Information Economy Report 2007-2008
UNCTAD’s “Information Economy Report 2007-2008 – Science and technology for development: the new paradigm of ICT”, analyses the current and potential contribution of information technology to knowledge creation and diffusion. It explores how ICTs help generate innovations that improve the livelihoods of the poor and support enterprise competitiveness. The report examines how ICTs affect productivity and growth and reflects on the need for a development-oriented approach to intellectual property rights in order to enable effective access to technology. ICT has also given rise to new models for sharing knowledge and collective production of ideas and innovations, known as “open access” models, which often bypass the incentive system provided by intellectual property rights.
The Report presents a current cross-section of themes and analysis that aim to inform and enable governments to understand the policy challenges and opportunities. The analysis identifies important areas of concern and best practices necessary for the formulation of targeted policy decisions to support and accelerate ICT diffusion. In particular, the Information Economy Report 2007-2008 addresses the following issues:
- Trends in ICT access and use consisting of basic ICT indicators and an analysis of how ICTs impact on enterprises in developing countries;
- The ICT producing sector and the emerging South examines the role of the sector from the perspective of South-South trade, while exploring issues of the relationship between ICTs and employment, FDI and outsourcing;
- Measuring the impact of ICT on productive efficiency through a case study of Thailand confirms that developing countries can benefit as much as developed ones from increasing ICT use;
- ICT, e-business and innovation policies highlights the need for balance between policy stability and flexibility to meet the needs of evolving ICTs and feedback from policy implementation;
- E-banking and e-payments explains the potential of ICTs to improve overall business efficiency and assist in bringing SMEs and micro-enterprises into the formal economy;
- ICTs for the poor are discussed within the scope of the increasing use of mobile telephones and supportive policy measures and the potential of telecentres to promote livelihoods by providing access to relevant information and business opportunities to rural and poor populations.

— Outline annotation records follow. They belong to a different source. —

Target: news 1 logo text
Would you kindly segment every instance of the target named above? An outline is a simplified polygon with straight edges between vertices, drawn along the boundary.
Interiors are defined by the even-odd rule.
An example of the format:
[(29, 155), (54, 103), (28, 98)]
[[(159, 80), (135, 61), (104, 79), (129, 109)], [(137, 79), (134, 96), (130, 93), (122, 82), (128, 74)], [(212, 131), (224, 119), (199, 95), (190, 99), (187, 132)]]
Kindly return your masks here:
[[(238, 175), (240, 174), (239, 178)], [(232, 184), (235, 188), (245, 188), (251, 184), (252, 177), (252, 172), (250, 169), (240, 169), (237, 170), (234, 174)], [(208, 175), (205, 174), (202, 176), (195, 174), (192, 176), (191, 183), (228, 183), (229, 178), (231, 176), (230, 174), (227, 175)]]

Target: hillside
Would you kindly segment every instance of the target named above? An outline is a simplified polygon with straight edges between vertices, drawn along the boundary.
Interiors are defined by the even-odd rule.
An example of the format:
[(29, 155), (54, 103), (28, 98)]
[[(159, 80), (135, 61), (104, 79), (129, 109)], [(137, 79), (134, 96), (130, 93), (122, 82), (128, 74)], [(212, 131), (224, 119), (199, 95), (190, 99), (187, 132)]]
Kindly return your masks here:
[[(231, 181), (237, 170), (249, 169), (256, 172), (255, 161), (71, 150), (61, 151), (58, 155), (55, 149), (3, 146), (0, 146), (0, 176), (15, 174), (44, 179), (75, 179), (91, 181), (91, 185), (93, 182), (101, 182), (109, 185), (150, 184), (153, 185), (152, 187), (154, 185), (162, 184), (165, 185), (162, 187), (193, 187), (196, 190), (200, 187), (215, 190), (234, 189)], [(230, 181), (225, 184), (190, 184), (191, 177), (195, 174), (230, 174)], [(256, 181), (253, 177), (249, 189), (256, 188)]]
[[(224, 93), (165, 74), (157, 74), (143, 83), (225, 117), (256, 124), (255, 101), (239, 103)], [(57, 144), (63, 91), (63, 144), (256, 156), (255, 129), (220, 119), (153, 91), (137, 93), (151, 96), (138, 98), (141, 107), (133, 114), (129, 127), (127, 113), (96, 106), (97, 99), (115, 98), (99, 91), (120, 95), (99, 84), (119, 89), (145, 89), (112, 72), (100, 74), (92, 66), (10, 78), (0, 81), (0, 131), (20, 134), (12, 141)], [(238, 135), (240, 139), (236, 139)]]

The report illustrates ICT contributions to poverty reduction by focusing on two examples: the use of mobile telephones for conducting micro-business in Africa and the creation of telecentres for the benefit of poor communities.
Mobile telephony is rapidly progressing in the developing world. In Africa, there were 50 million new mobile subscribers in 2006, and in 2007 the total number of mobile subscriptions reached an estimated 200 million. This means an average of more than 20 active cell phones per 100 persons. Mobile telephony has practically replaced fixed lines in many countries.
Its flexibility and ease has led to its widespread use in business transactions, most particularly by very small firms or micro-businesses, the report says. Basic, up-to-date information on prices and the weather, for example, often was not easily available in the past in Africa and Asia. Farmers and fishermen in India and Senegal now use mobile phones to get information on the weather and market prices which have a practical effect on short-term decision-making, such as when and where to sell produce. Small farmers in Uganda share their knowledge about agricultural production, and micro-businesses in Kenya gain access to credit by using mobile phones.
Telecentres such as Pallitathya in Bangladesh and the Partnerships for E-prosperity for the Poor in Indonesia are providing farmers with valuable knowledge on combating crop insects and improving breeding techniques. E-Choupal in India is a commodity services programme supporting farmers through information “kiosks” that provide real-time information on commodity prices along with customized agricultural knowledge, a supply chain for farm inputs, and a direct-marketing channel for farm produce.